Révélées au grand public en 1920, les créations de Dufy rencontrent un franc succès auprès des personnalités aisées de l’avant-garde et des couturiers, plus nombreux après-guerre à choisir ses tissus parmi ceux proposés par la maison. Elles sont d’ailleurs fréquemment présentées dans les magazines de mode, notamment Vogue et La Gazette du Bon Ton, où la mention de l’artiste passe sur le même plan que celle de la maison qui l’emploie.
Dufy est le premier et le seul artiste parisien indépendant à avoir été engagé par Bianchini-Férier. Les premières collections de la maison, créée en 1888, suivent le courant d’inspiration XVIIIe, mis à la mode par l’impératrice Eugénie. Dès le début du XXe siècle cependant, Charles Bianchini se montre sensible à la nouvelle esthétique Arts and Craft émergeant en Angleterre, suivie par l’influence des dessinateurs viennois de la Wiener Werkstätte. Mais les archives de la maison à cette époque conservent également des échantillons et des dessins imitant des batiks indonésiens, des toiles de Jouy et des tissus persans.

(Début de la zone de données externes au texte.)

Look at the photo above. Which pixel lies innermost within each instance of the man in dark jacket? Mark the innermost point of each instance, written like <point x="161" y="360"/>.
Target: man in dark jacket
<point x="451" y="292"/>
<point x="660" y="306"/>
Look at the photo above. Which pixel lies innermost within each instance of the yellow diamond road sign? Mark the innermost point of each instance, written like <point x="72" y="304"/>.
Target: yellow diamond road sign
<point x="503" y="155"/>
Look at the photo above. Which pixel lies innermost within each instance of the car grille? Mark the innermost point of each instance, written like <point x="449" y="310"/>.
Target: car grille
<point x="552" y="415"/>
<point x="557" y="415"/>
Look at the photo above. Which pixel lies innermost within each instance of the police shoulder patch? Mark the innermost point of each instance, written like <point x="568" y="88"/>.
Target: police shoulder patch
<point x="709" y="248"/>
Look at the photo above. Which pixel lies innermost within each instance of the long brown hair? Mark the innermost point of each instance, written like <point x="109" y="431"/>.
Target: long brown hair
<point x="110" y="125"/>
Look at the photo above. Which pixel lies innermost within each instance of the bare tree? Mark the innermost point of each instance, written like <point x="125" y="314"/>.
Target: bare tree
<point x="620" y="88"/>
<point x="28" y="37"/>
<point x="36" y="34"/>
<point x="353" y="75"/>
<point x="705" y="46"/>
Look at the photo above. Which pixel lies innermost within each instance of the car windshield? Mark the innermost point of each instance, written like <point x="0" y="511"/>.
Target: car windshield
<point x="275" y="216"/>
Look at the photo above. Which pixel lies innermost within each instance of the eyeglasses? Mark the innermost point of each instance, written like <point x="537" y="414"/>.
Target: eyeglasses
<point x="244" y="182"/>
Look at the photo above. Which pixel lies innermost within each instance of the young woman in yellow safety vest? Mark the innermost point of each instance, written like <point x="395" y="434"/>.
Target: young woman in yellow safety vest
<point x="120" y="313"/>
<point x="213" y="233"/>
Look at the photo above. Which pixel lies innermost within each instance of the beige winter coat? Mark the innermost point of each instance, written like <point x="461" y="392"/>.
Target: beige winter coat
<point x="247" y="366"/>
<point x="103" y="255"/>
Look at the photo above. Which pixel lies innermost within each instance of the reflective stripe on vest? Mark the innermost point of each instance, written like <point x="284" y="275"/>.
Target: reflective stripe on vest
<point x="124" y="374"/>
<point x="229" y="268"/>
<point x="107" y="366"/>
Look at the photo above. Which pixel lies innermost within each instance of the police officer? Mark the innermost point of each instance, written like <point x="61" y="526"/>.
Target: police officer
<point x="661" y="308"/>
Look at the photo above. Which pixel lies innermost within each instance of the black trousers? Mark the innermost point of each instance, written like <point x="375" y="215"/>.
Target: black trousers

Dufy initie le tournant majeur que prend la production sous son influence à partir de son engagement en 1912. Il réinterprète les thèmes traditionnels, conserve le goût qu’avaient les dessinateurs lyonnais des XVIIIe et XIXe siècles pour l’utilisation d’un répertoire décoratif floral et figuratif, mais transforme la manière de concevoir les motifs dans l’espace. Plus aucun cadre, ni de bordure, ne compartimentent ses dessins. Le respect de l’échelle entre les végétaux et le motif principal est aboli, comme la perspective mathématique : « il n’y a que des couleurs dont les rapports entre eux créent l’espace, et c’est tout » (dans Pierre Courthion, « Mes conversations avec le peintre », préface du catalogue Raoul Dufy, Genève, musée d’Art et d’Histoire, 1952). Ce tissu était conservé dans les archives de la maison Bianchini-Férier, mises en vente par Christies’s en décembre 1999. Une grande partie de celles-ci fut acquise par le musée historique des Tissus grâce au concours du ministère de la Culture, de la Direction des musées de France (Fonds du patrimoine) et de la Direction régionale des Affaires culturelles (Fonds régional d’acquisition pour les musées de la Région Rhône-Alpes), de la Ville de Lyon, du département du Rhône et d’une souscription publique réunissant des particuliers, la Société des amis des musées et des entreprises. Cet achat majeur pour le musée est venu compléter le corpus de tissus d’après Raoul Dufy édités par Bianchini-Férier qui s’était peu à peu constitué depuis un premier don de la maison suite à la Foire de Lyon de 1923.